Vakfın kuruluş öyküsüne kısaca değinelim. Yaşamımızı biçimlendirmeye çabalayan vakfın yasal olup olmadığı konusunda görüş oluşturmamıza katkısı olur.

Eskişehir’e, 2012 yılında “2013 Türk Dünyası Kültür Başkenti” unvanı verildi. Etkinliklere hazırlık yapılması amacıyla 3.5.2012 tarihinde 6303 sayılı Yasayla “Eskişehir 2013 Türk Dünyası Kültür Başkenti Ajansı” kuruldu. Giderlerini karşılamak amacıyla, 2012 ve 2013 yıllarında Genel Bütçeden; Eskişehir Büyükşehir Belediyesinden; Odunpazarı ve Tepebaşı Belediyelerinden; Eskişehir Ticaret ve Sanayi Odalarından; Üniversite döner sermaye işletmelerinden paylar aktarılması öngörüldü. Yasaya göre Ajans, 31.12.2013 tarihinde tasfiye edilecekti. Ancak 2014 Ocak ayında çıkarılan bir yasayla kapatma tarihini 6 ay ötelediler. Yeni değişikliğe göre Ajansın tasfiye işlemleri, 30.6.2014 tarihini izleyen 6 ayın sonunda Aralık/2014 tarihinde bitirilmiş olacaktı. Yasanın 6. Maddesinde Ajan parasının dağıtılmasına ilişkin bir kurala da yer verilmişti: “Toplanan ödenek, gelir ve bağışlardan artan meblağ, tasfiyeyi müteakip iki eşit parçaya bölünüp, kültür ve sanat etkinlikleri için kullanılmak üzere Eskişehir İl Özel İdaresi ve Eskişehir Büyükşehir Belediyesi bütçelerine gelir olarak kaydedilir.”

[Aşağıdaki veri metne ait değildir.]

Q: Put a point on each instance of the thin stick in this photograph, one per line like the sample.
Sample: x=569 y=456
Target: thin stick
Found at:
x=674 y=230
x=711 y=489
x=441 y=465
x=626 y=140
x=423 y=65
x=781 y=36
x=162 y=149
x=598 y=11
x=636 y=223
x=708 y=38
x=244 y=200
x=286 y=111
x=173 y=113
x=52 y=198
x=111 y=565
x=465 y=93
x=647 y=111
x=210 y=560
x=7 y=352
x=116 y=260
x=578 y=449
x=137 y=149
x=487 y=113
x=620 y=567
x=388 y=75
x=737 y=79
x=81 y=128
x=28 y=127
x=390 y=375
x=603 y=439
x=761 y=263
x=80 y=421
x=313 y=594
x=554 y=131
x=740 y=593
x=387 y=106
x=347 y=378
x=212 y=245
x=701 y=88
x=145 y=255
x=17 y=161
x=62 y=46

Vakfı bu Ajansa, üstelik tasfiye sürecine girdiği bir tarihte kurdurdular. Dahası bu Ajansın vakıf kurma yetkisi yok. Yetkisiz tüzel kişiliğin kurduğu bir Vakıf bugün, Eskişehir’in en büyük iki parkının, müze otel gibi turizm tesislerinin yönetiminde hak sahibi durumunda.

Vakıflar, mahkeme kararlarıyla kurulabiliyor. Mahkeme kararıyla yasallık kazanıyor. Türk Dünyası Vakfı’nın kuruluşunu Eskişehir 4.Asliye Hukuk Mahkemesi 9 Temmuz 2014’te tescil etti. Türk Dünyası Ajansı Koordinasyon Kurulu 19 Aralık 2014 tarihinde, kapanmasına 10 gün kala, uygun buldu. Mahkeme kararına bakıldığında yasallığı tartışılamaz. Ancak çok sorun var: Mahkeme’nin önceki Kararının gerekçesinde “Birlik Vakfı”, sonuç bölümünde ise “Türk Dünyası Vakfı” denilmiş. Hangi vakıf olduğu anlaşılmıyor. Daha sonra Mahkemece tavzih yoluyla düzeltilmiş. Böyle karışıklıklar savrukluğun, önem vermemenin bir belirtisi olarak değerlendirilir elbette.

Sonuç olarak şunları söyleyelim: Vakfı kuran Ajans, tasfiye edildi. 6303 sayılı Yasaya göre Eskişehir Büyükşehir Belediye Başkanlığı ile Özel İdaresi arasında paylaştırılması gereken 500 bin lira, bu Vakfın oldu. Ve parklarda hangi kurallara uyarak etkinlik yapacağımıza bunlar karar veriyor.